相生

Lemma Ⅷ

当ても無い道を、少女はただ歩いていた。
否、そこは道と呼べるような代物ではない。
その証拠に、所々突き出した鋭い岩の尖端や突き出た枝々がゆらゆらと進路を妨げる。

 ―――― とうとう、止めを刺すことが出来なかった。

混乱が鈍い痛覚を呼び覚まし、寒さが失血による眩暈を引き起こす。
引き摺るように持っている神剣が酷く重い。偶然太い木の鋭い枝先が傷に食い込み、低く唸る。
元稲妻部隊だと思われるライトアーマーの少女から受けた脇腹の傷は予想以上に深く、
エトランジェが放った強烈なオーラはシールドハイロゥを展開する為のマナをごっそりと奪っていった。
片足の踝からは突き出した骨がぬかるんだ泥に塗れ、利き腕の指は4本に減ってしまっている。
しかし肉体的な損傷よりも、精神的な苦痛の方が遥かに大きい。このままでは戦闘が不可能になる、と唇を噛む。
「確かに、私も言われた筈……それも、何度も……何度、も……」
剣に、心を。ぶつぶつと反芻しながら、雨に濡れそぼる。陰鬱な光景の中に過去を照らそうと何度試みても、上手く行かない。
問題は、この神剣。細身を天に翳してみる。相手はブラックスピリットだったとはいえ、何度も間合いを読み間違えた。
それは微妙な誤差だったが違和感を感じるのには充分だったし、その兆候はブルースピリットの腹部を貫いた時にも感じている。
以前はもっと、深い間合いだった筈。容易に敵の反撃を受けるリスクの多い、こんな間合いでは。

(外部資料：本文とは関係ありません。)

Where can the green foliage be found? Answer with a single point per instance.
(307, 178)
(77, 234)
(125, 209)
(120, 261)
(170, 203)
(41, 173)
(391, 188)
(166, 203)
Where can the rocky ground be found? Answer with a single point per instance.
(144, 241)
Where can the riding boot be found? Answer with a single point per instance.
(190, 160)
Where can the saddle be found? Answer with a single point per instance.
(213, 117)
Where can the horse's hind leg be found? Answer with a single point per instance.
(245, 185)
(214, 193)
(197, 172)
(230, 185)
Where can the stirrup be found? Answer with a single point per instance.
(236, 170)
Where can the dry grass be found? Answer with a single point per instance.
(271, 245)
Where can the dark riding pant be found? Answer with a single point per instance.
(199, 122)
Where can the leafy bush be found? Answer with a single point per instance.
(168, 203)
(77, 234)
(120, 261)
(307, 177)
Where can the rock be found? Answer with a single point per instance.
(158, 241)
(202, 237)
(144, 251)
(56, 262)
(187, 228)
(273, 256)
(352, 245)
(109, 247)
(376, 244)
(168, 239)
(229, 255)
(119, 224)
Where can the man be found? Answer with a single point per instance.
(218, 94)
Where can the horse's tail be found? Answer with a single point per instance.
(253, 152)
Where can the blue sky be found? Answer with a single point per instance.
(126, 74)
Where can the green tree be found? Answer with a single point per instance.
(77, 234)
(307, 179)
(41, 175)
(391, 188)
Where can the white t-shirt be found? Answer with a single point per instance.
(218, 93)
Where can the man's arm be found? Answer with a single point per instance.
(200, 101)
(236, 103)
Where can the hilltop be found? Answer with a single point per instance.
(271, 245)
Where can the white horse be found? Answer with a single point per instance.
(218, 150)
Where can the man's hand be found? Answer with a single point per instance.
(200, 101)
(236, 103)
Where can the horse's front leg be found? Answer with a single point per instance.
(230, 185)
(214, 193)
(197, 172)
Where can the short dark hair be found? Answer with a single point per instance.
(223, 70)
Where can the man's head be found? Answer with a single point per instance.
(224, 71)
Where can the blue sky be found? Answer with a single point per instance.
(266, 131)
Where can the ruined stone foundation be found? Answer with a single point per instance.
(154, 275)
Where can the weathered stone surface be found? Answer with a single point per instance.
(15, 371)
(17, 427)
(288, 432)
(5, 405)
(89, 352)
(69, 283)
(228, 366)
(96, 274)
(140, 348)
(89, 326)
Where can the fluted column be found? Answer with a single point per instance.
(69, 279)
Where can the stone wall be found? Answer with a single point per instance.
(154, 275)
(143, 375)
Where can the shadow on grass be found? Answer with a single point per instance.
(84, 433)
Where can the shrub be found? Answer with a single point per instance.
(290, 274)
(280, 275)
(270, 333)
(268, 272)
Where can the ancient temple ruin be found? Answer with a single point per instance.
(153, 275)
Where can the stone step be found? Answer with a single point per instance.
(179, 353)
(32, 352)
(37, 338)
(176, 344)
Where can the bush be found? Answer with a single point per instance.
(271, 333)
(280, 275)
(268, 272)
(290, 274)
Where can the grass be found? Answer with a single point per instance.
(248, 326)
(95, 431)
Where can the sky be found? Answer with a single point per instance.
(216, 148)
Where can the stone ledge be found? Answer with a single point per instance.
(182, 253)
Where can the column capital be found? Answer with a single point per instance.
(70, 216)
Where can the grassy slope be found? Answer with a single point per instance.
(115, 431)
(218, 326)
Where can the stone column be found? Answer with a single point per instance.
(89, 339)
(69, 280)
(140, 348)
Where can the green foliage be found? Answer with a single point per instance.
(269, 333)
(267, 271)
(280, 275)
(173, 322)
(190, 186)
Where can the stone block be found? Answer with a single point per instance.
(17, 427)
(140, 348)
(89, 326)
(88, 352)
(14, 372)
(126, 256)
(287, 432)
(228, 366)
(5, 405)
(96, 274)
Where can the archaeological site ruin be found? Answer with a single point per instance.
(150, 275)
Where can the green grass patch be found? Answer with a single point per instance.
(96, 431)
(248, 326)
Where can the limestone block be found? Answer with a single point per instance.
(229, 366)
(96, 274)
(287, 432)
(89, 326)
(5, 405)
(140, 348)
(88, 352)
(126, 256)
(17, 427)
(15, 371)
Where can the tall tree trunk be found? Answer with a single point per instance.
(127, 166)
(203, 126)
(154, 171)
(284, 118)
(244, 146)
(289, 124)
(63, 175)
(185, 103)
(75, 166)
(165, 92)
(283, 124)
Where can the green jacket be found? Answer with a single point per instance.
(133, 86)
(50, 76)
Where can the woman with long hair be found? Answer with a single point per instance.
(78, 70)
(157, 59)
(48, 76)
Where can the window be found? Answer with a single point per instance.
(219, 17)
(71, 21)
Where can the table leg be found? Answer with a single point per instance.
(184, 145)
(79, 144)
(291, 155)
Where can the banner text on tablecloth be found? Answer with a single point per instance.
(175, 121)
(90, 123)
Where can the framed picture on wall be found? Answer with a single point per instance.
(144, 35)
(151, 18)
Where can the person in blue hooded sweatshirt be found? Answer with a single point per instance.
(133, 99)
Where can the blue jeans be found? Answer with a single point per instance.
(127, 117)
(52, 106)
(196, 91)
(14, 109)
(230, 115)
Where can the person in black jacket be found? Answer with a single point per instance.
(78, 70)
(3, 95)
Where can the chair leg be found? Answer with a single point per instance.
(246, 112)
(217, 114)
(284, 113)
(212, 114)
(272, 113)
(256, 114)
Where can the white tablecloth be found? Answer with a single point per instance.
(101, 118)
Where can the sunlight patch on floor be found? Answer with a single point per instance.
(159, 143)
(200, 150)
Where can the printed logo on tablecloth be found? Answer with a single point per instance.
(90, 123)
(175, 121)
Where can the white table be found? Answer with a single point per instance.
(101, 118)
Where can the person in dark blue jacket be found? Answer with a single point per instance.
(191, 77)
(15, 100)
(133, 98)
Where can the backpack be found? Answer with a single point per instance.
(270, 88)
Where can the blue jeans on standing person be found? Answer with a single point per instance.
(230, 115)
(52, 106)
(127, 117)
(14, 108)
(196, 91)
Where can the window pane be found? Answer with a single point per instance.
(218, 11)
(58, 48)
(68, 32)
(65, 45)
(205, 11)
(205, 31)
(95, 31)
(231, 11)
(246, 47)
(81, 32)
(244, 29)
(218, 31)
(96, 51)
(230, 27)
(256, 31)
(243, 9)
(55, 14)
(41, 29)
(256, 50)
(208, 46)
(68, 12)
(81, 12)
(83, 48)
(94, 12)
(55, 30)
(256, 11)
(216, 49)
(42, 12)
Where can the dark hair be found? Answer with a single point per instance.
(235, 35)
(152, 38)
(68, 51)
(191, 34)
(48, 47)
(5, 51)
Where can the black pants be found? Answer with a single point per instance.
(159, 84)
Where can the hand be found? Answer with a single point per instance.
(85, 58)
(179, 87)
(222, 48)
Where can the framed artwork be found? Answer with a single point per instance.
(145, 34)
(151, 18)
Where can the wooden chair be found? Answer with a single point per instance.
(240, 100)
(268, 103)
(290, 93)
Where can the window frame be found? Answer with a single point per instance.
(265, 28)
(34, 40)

 ―――― そもそも、どこで"ずれて"しまったのだろう。

ふと、そんな疑念が湧き起こり、少女は慌てて首を振る。一体何に慌てているのかも知覚出来ずに。
道は、次第に歩きやすく開けていく。その先に見える巨大な石造りの壁、そこから響いた爆発にも俯きながら歩く少女は気がつかない。

 ―――― ぱしゃり

水溜りを跳ねる音に、顔を上げる。壁を背負うように、そこには赤い髪を二つのお下げに分けた少女が立っていた。